Aún están frescas estas frases que lanzó el presidente Chaves el 20 de junio pasado a la atención de 22 magistrados que le escuchaban en silencio en Corte Plena.

“La Corte no merece darle vitrina y espacio a estos individuos. Es momento de parar a los canallas que están llenando al tribunal de demandas absurdas y frívolas”, remató.

Aquellas manifestaciones las lanzó, el recién asumido gobernante, horas después de haberse apersonado intempestivamente a la Fiscalía General, en un acto sin precedentes, a indagar sobre causas en contra suya y de miembros de su gabinete, en particular el proceso abierto, a partir de indagaciones del Tribunal Supremo de Elecciones (TSE), por el supuesto financiamiento irregular de la campaña que lo llevó al poder.

Aquellas escenas que desataron tormenta política, que la opinión pública repudió y censuró como una evidente intromisión, interferencia y menosprecio a la independencia de poderes, gravitan al cerrar el año.

Sorprende por ello que el nuevo presidente de la Corte Suprema de Justicia aceptara de buenas a primeras la invitación a una cena navideña, de círculo íntimo, en la residencia del mandatario.
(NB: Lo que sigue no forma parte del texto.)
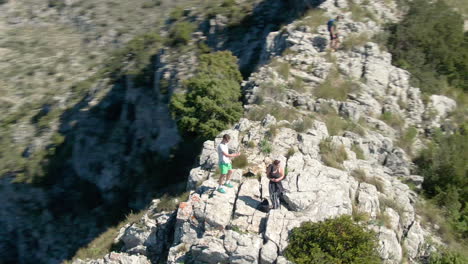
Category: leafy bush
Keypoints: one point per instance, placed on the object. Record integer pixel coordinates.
(446, 256)
(444, 168)
(431, 44)
(181, 33)
(333, 241)
(240, 162)
(212, 99)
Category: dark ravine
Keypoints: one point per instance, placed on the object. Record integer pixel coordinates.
(106, 165)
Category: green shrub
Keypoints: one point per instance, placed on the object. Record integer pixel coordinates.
(332, 156)
(444, 168)
(430, 42)
(392, 119)
(212, 99)
(447, 256)
(355, 41)
(265, 146)
(181, 33)
(240, 162)
(333, 241)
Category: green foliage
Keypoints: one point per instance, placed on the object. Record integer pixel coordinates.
(212, 99)
(265, 146)
(444, 168)
(181, 33)
(333, 241)
(446, 256)
(332, 155)
(431, 44)
(240, 162)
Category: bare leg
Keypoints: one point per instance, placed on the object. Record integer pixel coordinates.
(228, 176)
(221, 179)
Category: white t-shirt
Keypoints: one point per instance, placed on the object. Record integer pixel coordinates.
(223, 148)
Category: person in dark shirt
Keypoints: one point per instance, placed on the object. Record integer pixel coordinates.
(275, 173)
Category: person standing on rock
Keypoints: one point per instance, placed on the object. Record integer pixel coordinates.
(275, 174)
(334, 41)
(225, 165)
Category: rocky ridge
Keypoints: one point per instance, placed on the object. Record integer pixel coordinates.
(227, 228)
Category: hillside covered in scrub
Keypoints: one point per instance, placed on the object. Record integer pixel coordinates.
(112, 122)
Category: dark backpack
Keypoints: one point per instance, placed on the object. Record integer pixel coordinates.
(264, 206)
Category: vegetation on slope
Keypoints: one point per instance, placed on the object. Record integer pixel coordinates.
(338, 240)
(431, 44)
(212, 99)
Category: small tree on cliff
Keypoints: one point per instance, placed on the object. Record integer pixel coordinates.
(212, 100)
(333, 241)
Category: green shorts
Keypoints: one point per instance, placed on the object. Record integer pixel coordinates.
(225, 167)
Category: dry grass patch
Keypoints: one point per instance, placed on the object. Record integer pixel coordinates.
(104, 243)
(335, 87)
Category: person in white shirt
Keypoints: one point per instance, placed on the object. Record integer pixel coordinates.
(225, 165)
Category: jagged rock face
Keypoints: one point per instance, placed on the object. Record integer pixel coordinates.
(213, 227)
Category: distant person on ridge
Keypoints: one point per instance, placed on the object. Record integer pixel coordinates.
(275, 173)
(331, 25)
(225, 164)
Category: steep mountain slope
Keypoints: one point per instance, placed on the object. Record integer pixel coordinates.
(345, 125)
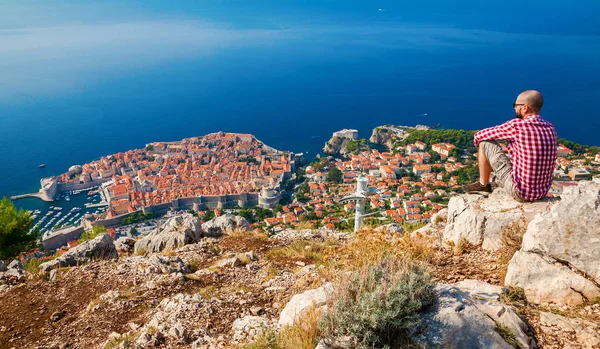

Sorprende porque, ante todo, del máximo jerarca judicial se espera estricta independencia y distanciamiento de actos, eventos o protagonistas, por más sociales que los tiñan, que siembren desconfianza sobre ulteriores decisiones.

A lo inmediato está la elección del neurálgico cargo de nuevo director del OIJ.

El presidente, apenas digerido el tamal con el magistrado, salió, imprudente, a presionar y dar por descontada la elección a dicho puesto de uno de sus ministros en un flagrante manoseo de la decisión de Corte Plena.

También está el país atento a cual será el brío que le imprimirá el recién designado Fiscal General a las investigaciones que alcanzan al gobernante y a miembros de su gabinete por la denunciada estructura paralela de financiamiento de campaña, pese al amedrentamiento presidencial.

¿Qué papel jugará en todo esto la nueva jerarquía judicial?

¿Qué mensajes se le envían a la opinión pública?

¿Cuán vulnerable se antoja para algunos la independencia de la judicatura?

Antes de asistir a ciertos eventos, deberían encenderse luces de alerta en la cúpula judicial y advertir la conveniencia, oportunidad y prudencia de participación de sus jerarcas.

No se dio en este caso de la infortunada invitación a la cena presidencial navideña.

El presidente de la Corte le debe una aclaración al país.